40 milyon Avromuz nasıl uçup gitti

       Yerli otomobil üretimine ilişkin görüşler de çoğalmaya başladı. Verisoft Group Ceo'su Onursal Alver konuya ilişkin geniş  bilgi aktaran bir e-posta yollamış.

       Teşekkür ediyorum...

       * * *

       Alver'in açıklamasından anladıklarımı nakledeyim...   

       İlk yerli otomobil için anlaştığımız -Bu ilişkiden milyonlarca avro kaybettik- SAAB İsveç'in önemli bir endüstriyel markası, uçak motorları dahil her çeşit motor üretiyor... Kuruluşun otomotiv bölümü önce Amerikan firması GM'ye daha sonra Çin firması  NEVS'e satıldı. Buna rağmen SAAB Çinli firmaya markayı kullanma hakkı vermedi, kalıp üretim izni verdi..

       İlk Türk otomobili söz konusu olduğunda Çinli firmadan kalıp alma anlaşması yapıldı ama sanki SAAB ile anlaşma yapılmış izlenimi yaratıldı...

       Sonra anlaşıldı ki Çinli firma, SAAB kalıp platformunu elektrikli araç üretmek için almış.

       Öyle anlaşılıyor ki bizimkiler Çinli firmanın "Gelin elektrikli araba yapalım" önerisini kabul etmedi. İş yürüseydi firma yerli bir marka olarak elektrikli araç üretmiş olacaktı....

       Onursal Alver yazısında "Yine daha önce başarısız bir Regional Jet modelinin üretim hattı Alman Dornier firmasından alınarak güya TR 328 isimli yerli ve milli jet uçağı yapıyorduk hatırlarsınız. Sonra ne oldu" diye de sorgulama yapmış...

       * * *

       Bir başka hatırlatması daha var, "Bunun gibi bir ANKA İHA projemiz vardı" demiş, sonra da şöyle devam etmiş:...

       -Varsın, 40 milyon Euro çöpe gitsin. Böyle büyük projeler için bu önemsiz bir paradır. Zaten, bakınız Çinli NEVS aynı platformu almış ve bizim yapacağız deyip yapmadığımız şeyi yapıp elektrikli araba modelini üretmiş.

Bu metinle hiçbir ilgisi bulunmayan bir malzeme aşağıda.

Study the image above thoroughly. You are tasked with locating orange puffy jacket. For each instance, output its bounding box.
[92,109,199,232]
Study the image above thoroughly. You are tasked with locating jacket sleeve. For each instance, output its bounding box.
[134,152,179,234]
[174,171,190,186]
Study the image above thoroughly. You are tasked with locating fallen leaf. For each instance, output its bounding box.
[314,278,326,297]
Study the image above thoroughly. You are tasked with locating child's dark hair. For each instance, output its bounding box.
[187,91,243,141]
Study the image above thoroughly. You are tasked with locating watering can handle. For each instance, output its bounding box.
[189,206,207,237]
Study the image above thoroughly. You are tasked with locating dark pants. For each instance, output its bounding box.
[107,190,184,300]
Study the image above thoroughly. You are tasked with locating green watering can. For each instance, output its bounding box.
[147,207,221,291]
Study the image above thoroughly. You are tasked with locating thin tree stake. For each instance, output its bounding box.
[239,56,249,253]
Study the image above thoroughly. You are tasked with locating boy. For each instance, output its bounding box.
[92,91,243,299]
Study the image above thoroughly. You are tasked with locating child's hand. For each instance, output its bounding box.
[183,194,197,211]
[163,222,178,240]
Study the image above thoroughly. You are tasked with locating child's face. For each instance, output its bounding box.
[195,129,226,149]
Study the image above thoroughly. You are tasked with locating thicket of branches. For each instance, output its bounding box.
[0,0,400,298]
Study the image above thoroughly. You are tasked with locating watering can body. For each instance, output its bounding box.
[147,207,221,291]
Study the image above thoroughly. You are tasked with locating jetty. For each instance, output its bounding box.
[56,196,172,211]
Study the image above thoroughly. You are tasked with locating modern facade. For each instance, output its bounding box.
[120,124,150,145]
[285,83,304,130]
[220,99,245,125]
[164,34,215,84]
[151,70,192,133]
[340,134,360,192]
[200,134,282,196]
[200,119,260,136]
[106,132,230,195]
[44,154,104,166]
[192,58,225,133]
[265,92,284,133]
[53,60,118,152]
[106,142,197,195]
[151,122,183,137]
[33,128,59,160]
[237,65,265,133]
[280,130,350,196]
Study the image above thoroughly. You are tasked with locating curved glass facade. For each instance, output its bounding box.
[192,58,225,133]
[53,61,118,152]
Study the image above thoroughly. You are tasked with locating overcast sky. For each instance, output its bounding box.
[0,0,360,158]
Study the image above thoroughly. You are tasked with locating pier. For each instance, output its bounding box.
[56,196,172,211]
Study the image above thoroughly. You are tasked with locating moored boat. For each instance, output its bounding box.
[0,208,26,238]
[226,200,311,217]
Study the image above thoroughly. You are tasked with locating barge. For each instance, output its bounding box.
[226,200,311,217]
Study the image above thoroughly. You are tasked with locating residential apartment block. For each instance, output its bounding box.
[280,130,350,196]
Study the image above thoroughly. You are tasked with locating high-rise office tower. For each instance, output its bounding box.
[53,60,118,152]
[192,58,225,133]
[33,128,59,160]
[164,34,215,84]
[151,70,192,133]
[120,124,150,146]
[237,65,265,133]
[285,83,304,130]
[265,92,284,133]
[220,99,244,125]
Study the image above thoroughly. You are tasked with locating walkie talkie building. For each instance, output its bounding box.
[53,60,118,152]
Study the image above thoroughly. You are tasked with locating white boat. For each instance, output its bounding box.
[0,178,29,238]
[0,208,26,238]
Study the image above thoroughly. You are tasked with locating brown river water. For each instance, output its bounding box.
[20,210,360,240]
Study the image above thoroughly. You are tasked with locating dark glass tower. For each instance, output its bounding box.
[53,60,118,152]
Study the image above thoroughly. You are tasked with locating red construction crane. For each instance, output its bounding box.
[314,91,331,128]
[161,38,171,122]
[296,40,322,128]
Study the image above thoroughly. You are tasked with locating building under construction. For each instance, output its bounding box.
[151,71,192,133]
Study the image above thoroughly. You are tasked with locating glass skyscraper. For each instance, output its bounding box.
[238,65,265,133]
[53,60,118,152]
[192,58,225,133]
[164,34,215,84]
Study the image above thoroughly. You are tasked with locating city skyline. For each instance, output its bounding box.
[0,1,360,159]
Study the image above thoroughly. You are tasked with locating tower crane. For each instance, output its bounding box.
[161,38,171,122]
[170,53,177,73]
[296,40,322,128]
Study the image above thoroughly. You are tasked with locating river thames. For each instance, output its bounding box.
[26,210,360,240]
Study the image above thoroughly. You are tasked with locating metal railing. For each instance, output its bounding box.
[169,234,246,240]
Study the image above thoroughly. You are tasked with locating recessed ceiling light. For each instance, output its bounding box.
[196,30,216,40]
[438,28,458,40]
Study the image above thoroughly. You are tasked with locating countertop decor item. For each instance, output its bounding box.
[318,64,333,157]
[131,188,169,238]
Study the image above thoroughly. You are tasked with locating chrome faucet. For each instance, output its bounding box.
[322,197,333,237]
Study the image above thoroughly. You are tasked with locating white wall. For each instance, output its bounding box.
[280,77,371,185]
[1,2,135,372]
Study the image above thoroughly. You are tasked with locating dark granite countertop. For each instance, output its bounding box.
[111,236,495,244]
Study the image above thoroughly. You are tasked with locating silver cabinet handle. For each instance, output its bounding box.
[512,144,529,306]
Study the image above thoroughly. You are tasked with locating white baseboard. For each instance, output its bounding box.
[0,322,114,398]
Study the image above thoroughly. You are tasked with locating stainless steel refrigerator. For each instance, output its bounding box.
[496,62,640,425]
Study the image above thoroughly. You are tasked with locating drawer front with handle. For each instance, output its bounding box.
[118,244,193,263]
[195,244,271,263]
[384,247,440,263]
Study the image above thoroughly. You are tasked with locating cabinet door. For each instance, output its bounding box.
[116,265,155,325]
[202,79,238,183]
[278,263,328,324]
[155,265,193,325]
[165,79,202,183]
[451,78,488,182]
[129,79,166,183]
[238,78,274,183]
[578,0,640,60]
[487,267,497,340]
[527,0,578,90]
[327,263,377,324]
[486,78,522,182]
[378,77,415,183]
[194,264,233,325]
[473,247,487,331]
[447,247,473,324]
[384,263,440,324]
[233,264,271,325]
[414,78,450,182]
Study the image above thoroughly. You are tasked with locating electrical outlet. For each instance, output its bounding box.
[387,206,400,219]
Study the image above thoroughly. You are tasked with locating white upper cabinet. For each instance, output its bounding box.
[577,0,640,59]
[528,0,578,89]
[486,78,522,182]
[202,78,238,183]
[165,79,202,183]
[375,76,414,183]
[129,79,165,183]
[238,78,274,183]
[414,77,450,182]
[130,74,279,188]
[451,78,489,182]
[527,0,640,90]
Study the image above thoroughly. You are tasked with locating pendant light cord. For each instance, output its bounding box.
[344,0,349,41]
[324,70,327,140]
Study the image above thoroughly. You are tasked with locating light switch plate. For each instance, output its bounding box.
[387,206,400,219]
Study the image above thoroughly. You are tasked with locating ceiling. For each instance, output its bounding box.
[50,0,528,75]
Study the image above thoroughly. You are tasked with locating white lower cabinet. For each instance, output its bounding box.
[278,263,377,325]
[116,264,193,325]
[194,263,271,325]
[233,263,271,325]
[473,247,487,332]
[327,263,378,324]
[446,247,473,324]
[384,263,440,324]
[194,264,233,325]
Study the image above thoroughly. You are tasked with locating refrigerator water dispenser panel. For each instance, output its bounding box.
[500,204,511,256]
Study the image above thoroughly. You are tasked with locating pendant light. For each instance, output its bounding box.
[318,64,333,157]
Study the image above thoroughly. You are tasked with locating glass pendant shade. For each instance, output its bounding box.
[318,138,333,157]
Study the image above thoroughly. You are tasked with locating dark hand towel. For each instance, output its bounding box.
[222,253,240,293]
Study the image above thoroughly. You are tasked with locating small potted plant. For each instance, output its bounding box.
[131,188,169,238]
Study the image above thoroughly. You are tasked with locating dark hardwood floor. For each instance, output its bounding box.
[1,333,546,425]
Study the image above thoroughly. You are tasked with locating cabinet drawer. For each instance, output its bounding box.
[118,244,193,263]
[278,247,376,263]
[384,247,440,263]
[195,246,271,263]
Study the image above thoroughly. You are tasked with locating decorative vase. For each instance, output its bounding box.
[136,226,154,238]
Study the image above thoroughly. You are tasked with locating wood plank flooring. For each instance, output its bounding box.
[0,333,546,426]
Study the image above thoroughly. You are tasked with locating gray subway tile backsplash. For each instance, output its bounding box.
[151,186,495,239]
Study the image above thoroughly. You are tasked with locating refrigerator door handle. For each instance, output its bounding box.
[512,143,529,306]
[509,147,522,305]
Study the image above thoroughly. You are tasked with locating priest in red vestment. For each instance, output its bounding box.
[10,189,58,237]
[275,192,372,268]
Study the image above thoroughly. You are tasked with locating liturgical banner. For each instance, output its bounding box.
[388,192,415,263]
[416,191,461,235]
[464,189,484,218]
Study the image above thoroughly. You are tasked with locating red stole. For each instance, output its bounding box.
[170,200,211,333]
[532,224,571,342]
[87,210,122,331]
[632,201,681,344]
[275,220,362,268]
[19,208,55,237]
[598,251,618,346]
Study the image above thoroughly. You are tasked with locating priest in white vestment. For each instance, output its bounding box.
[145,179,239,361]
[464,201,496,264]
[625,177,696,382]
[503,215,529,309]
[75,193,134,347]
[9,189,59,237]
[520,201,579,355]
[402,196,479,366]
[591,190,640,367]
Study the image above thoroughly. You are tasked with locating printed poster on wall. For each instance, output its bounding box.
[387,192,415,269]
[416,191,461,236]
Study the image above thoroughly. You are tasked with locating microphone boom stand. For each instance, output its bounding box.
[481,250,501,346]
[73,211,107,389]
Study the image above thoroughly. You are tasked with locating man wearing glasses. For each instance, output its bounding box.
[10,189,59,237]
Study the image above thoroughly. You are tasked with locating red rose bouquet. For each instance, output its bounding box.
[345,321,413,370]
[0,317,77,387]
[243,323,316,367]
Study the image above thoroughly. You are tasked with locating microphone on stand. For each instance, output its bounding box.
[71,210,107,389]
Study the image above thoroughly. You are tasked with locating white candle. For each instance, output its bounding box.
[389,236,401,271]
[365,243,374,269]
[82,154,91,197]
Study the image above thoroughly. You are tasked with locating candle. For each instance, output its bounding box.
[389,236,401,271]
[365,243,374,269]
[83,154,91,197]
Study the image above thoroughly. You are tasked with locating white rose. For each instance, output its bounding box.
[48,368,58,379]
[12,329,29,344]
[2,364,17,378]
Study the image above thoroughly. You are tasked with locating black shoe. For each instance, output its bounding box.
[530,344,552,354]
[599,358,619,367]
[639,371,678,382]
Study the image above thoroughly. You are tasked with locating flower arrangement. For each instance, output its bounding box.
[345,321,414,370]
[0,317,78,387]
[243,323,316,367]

       Yerli bir üründe artı değerimize bakmak gerektiği doğru; Onursal Alver buna ilişkin olarak da şöyle demiş:

       -Altay tankı gibi, tasarımı Kore'den al, gövdeyi Alman Rheinmetall yapsın, motorlar Mercedes Benz olsun, rulmanlar İsveç SKF, optik Zeiss, yerli artı değer ise yüzde 30; üretim için komponentlerde dışa bağımlı olduktan sonra ortaya çıkan ürüne pek yerli denmez...

       * * *

       Gerçekleri görelim diyorum...

Fiskeler

       Erdoğan'ın bir büstünü Kocaeli'nin Topçular Mahallesinin ortasına koymuşlar ama Tayyip Bey'e hiç benzemiyor. Yurttaş tepki gösterince İzmit Belediye Başkanı Nevzat Doğan hemen savunmaya geçmiş ve "Zaten hiç kimse Erdoğan'a benzemez" demiş. Yurttaş da sevinç içinde gitmiş şükür namazı kılmış...

       * * *

       Akel, Sanko ve Ufuk yeni duyduğum üniversite isimleri. Dördüncüsü ise Şehir Üniversitesi; hepsine yeni rektörler atandı. Ufuk, bir vakıf üniversitesi gözüküyor, diğerleri devlet üniversitesi. Hayırlı olsun, inşallah rektörler arasında fetöcü yoktur...

       * * *

       Yusuf Emrah Eyi fetöcülükten yattı, çıktı. YÖK tarafından acilen doçent ilan edildi. Tıp doktoru; şimdi özel bir hastanede çalışıyor. YÖK'e de, o özel hastaneye de bir göz atmak lâzım diye düşünüyorum. Bu kadar üniversite olursa akademisyen sıkıntısı da olur, YÖK de açığı kapatmak için bildiğini okur...

       * * *

       Bize ne deyip geçmemek lazım; Suudi Arabistan en candan müttefiğimiz. Bu ülkede şimdi prensler kavgası çıktı, yaz tatilini Bodrum'da geçiren Prens el Velid bin Tallal bin Abdülaziz el Suud da gözaltında. Bu kararı veren ise Kral Salman Bin Abdülaziz tarafından kurulan komisyonun başına getirilen oğlu Veliaht Prens Muhammed Bin Salman...İkbal tepişmesi galiba!